Le roman est perçu comme comportant une « explication du monde », un projet de « compréhension de l'homme ». D'où une certaine tendance à épuiser l'oeuvre d'un auteur, et un intérêt pour les styles d'écriture. Dans ce contexte, la lecture d'un roman ne se réduit pas à la simple motivation qui serait de « se distraire ». Cette modalité de lecture peut être mise en parallèle, on le voit, à celle que nous avons appelée problématique : ces usagers sont, pourrait-on dire, les « problématiques de la littérature ». Ils ressentent donc le besoin de différencier leur pratique de lecture d'autres pratiques qui sont à leurs yeux dévalorisantes. Ils vont ainsi évacuer certains genres, auteurs ou collections : les « romans à l'eau de rose », les « romans historiques », le roman « commercial ».
Les auteurs en bibliothèque
Si la bibliothèque municipale amène à établir un premier contact avec un auteur connu mais pas encore lu, elle n'est pas un lieu permettant la connaissance exhaustive d'un auteur, car la plupart du temps son « œuvre » n'y est pas complète.
La nature fragmentaire et fortement sélective du rapport à la bibliothèque apparaît ici d'une façon particulièrement nette.
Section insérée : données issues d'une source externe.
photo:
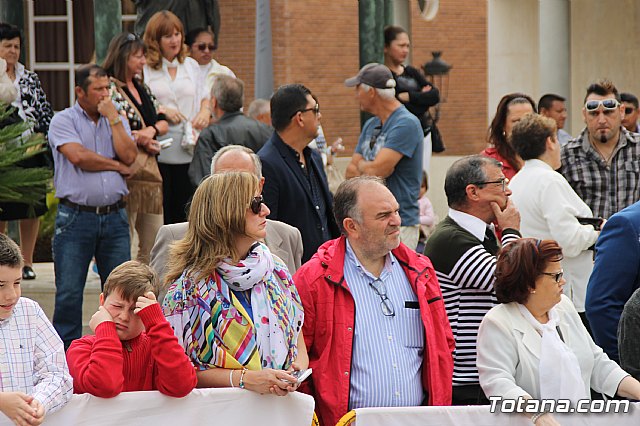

En effet, ces usagers fréquentent et connaissent une zone de la bibliothèque qui est complètement différente des autres : pas de catégories indiquées ni de panneaux détaillant des sous-catégories, mais seulement des lettres, l'alphabet. Or, ces lecteurs sont décidément hostiles à cet univers qui se borne au seul agencement alphabétique des auteurs et qui, en standardisant le champ de la littérature, produit une sorte d'égalisation artificielle des livres. A leurs yeux, le classement alphabétique implique une négation de l'histoire littéraire, des époques, des écoles, des pays : c'est un agencement aveugle.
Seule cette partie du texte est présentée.